Somos por cá muito de paninhos quentes, numa espécie de linha de fronteira que chega frequentemente a roçar a falta de coragem, nalguns casos, e mesmo a hipocrisia, noutros. Há ainda casos e povos que gostam de levar a tal mentirinha piedosa ao cúmulo do exagero, tendo a capacidade de dizer olhos nos olhos que se apreciou muito determinada ideia ou gesto para, no segundo a seguir ao voltar de costas, destruir-se por completo o que se acabou de elogiar. Dupla personalidade? Casos compulsivos de mentira? Talvez o sejam mas, sinceramente, parecem-me traços de comportamento intrinsecamente ligados ao ADN de determinadas sociedades, algo que vai transitando de geração em geração, com tolerância geral em determinado meio.
As diferentes áreas da sociedade refletem muito os povos. Nas democracias mais avançadas do mundo, como as dos países nórdicos, político que mente ou esconde é descartado no minuto seguinte. Por aqui perdoa-se, minimiza-se, ignora-se, tenta-se esquecer, muito em particular se esse alguém que estiver na berlinda tiver feito algo pela nossa rua. Pode ter sido larápio, mas roubou a nosso favor ou fez outras coisas boas. Perdoe-se, parece assim ditar o julgamento popular. É necessário um roubo de igreja ou muita trapalhada grave e consecutiva para se confrontar esse alguém com a importância da verdade. Podemos olhar a política, a finança, o desporto, mas também podemos ver o vinho por esse prisma.
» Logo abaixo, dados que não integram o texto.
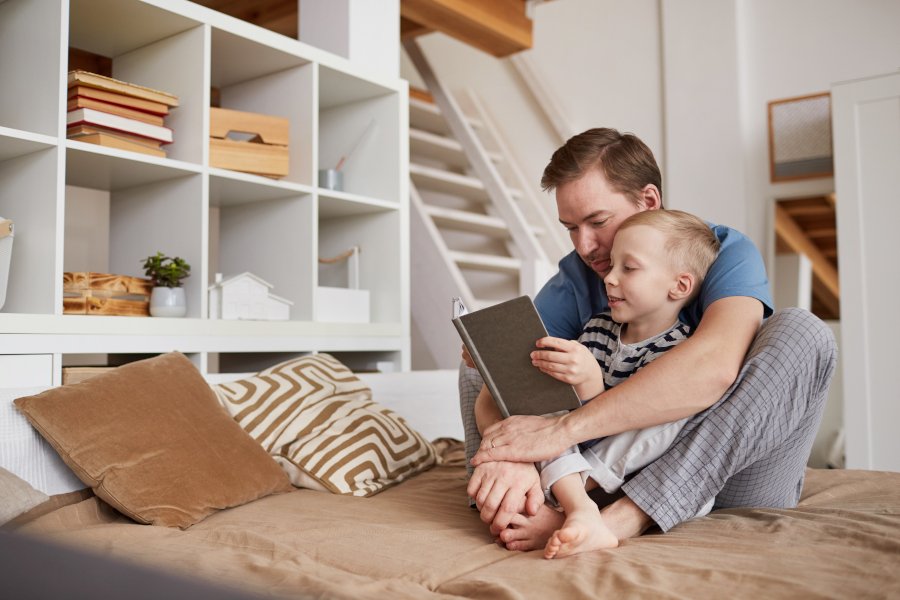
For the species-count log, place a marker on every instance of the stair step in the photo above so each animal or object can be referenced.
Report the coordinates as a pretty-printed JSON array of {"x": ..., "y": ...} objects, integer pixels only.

Enojo-me com frequência perante as tentativas diárias de assassinato de carácter nas páginas das redes sociais. Também em tempos fui vítima disso e cometi um erro: ter exercido uma espécie de defesa da honra tarde demais. 
Julgam-se vinhos que nunca se provaram, criticam-se estratégias só porque não são as mais populares, levantam-se todo o tipo de suspeições só porque parece ter ficado convencionado que nas redes sociais vomitar pensamentos gera “likes”. Mais gravoso é ocupar espaços supostamente de informação com formatos entretidos, que mais não são do que narrativas dignas de novelas ou revanchismo arcaico.  
Há porém um perigo nestas coisas. Pessoas mais incautas ou menos informadas podem acreditar na mentirinha, no engodo, na difamação, quem sabe até numa realidade imaginária, paralela.

Honestidade intelectual

“Fake News – Não te Deixes Enganar”, de Marc Planas, Simona Levi e ilustrações de Kim Amate, editado pela ASA, é um dos livros atualmente disponíveis nas livrarias portuguesas, literatura juvenil que recomendo. Ofereci um exemplar à minha filha, que por estes tempos de início de adolescência vai contactando assiduamente com a internet e as redes sociais. Por muita vigilância parental que exista, é sempre muito mais o que nos escapa.
A quem me questiona sobre como aprender mais sobre vinho recomendo que fuja das redes sociais, que não se deixe influenciar por opiniões de supostos prescritores. Aconselho sempre os livros clássicos, complementados pela experiência pessoal da descoberta. Evite-se, a todo o custo, educar o gosto pelo preço dos vinhos ou incorrer no seguidismo das modas. Descubra-se, de forma minimamente isenta e informada, para a partir daí ir educando o gosto pessoal.
A própria indústria do vinho, no entanto, nem sempre convive bem com a frontalidade das opiniões. Quando um produtor ou enólogo questiona-me sobre o vinho que acabo de provar parece muitas vezes esperar uma mentirinha piedosa em detrimento da verdade. Que raio, para isso não perguntava, dou comigo a pensar.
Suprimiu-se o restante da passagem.